Celebrated organist gives sparkling concert
Winston Sill/Freelance Photographer
Diane Bish, a virtuoso of the organ, in concert at the Stella Maris Church last Sunday.
Michael Reckord, Gleaner Writer
An excellent performance by organist Diane Bish at the Stella Maris Church on Sunday could only have cemented her reputation as "the most visible and influential classical organist performing today".
But the enthusiastic applause she received from the fair-sized audience was evoked by more than her music. The audience was also responding to her informative and humorous patter as Bish showed herself to be not only an organist, but also an entertainer.
The success of her programme began with its planning. All 12 of its pieces were lively but nevertheless had sufficient variety in their compositional styles to keep the audience alert and interested.
Bish's repertoire for the evening began and ended, formally, with toccatas. A toccata is "a virtuoso composition for keyboard or plucked-string instrument featuring sections of brilliant passage work."
The opening item was Toccata on Christ the Lord, an original composition by Bish. The final item on the printed programme was C.M. Widor's Toccata from Symphony V. The actual final piece - which was as upbeat as the rest - was played as 'brawta', at the request of the audience and Vivian Crawford, executive chairman and treasurer of the Ward Theatre Foundation, the organiser of the concert.
In greeting the audience, Bish expressed delight at being back in Jamaica to share music on "the king of instruments". In jest, she justified that description of the organ by saying that it takes up more space than any other musical instrument. Additionally, she said, it is the most versatile.
Bish demonstrated that versatility throughout the recital but it was especially evident in the second item, Joseph Haydn's Five Flute Clocks, which Bish played entirely on the organ's flute clocks. Their sound, as the name suggests, is flute-like.
Bish's third selection was yet another toccata, this one by the most famous organist of his time, J.S. Bach. The audience heard that the piece, Toccata in F Major, was tremendously difficult as the composer first put the melody in the right hand, then the left, then the feet and, finally, had two melodies going simultaneously.
Of course, Bish's execution of the complex work, involving all the organ's four family of sounds, was superb. It was fascinating watching her feet, clad in rhinestone-studded shoes, flashing over the pedals. One's attention was directed to Bish's feet because, earlier, she had quipped, "The more rhinestones you have on your shoes, the faster your feet go."
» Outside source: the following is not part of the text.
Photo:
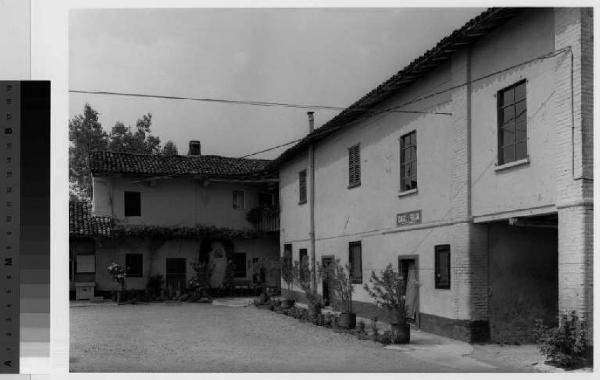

Bish jumped hundreds of years from Bach (born 1685) to the next composer, an American, Gordon Young. But his work, Jubilation Suite, was also complex, having as its movements Trumpet Tune, Aria, Album Leaf and Jubilation. Those names indicate the variety of the piece's moods.
Other composers featured in the recital were Louis Vierne (with Carillon de Westminster) and Theodore Dubois (Fiat lux). Bish also entertained with her own work, Dance of the Trumpets, a rhythm-filled piece which had members of the audience nodding their heads in time.
A particularly well-received item was Bish's arrangement of three well-known hymns, Come Thou Fount, Amazing Grace and There's a New Name Written Down in Glory. The first got a jazzy interpretation, the second was poignant and the third was jubilant, with a definite barn-dance tone to it.
Not surprisingly, Bish chose as her final (listed) piece a composition which, she said, "calls on all the resources of both the organ and the organist". The Widor toccata certainly has complexity, power and pleasing melodies.
It also ended with a crescendo that pulled the audience to their feet in a well-deserved standing ovation for Bish. Minutes later, the organist was personally congratulated by Lady Allen who, with her husband, the governor general, was a patron of the function.
Restoration of the ward
It was organised as a fund-raising event and, according to the printed programme, the proceeds would go toward the "full restoration and grand reopening of the Ward Theatre on its 100th birthday in December 2012." Also from the booklet, in a message by Foundation Chairman Ruby Martin, one can read the tragic tale of the near-derelict theatre.
"Despite its rich and colourful history and the fact that it is one of our national treasures, the theatre has been closed since August 2007, when it was severely damaged by Hurricane Dean and prolonged rainfall thereafter. Without a significant injection of funds to rescue it, the Ward faces a future of permanent closure and lying in ruins."
The estimate is that refurbishing of the theatre will cost US$20 million. There has been much debate in the theatre community and elsewhere about whether spending that sort of money on the Ward makes sense.
Still, the theatre's Centennial Celebration Committee is currently planning the marketing of "a series of events, both domestically and throughout the major diaspora cities, designed to grow awareness of the Ward Theatre's significance in Jamaica's rich cultural history." The aim is to obtain funds and other support for the Ward Theatre.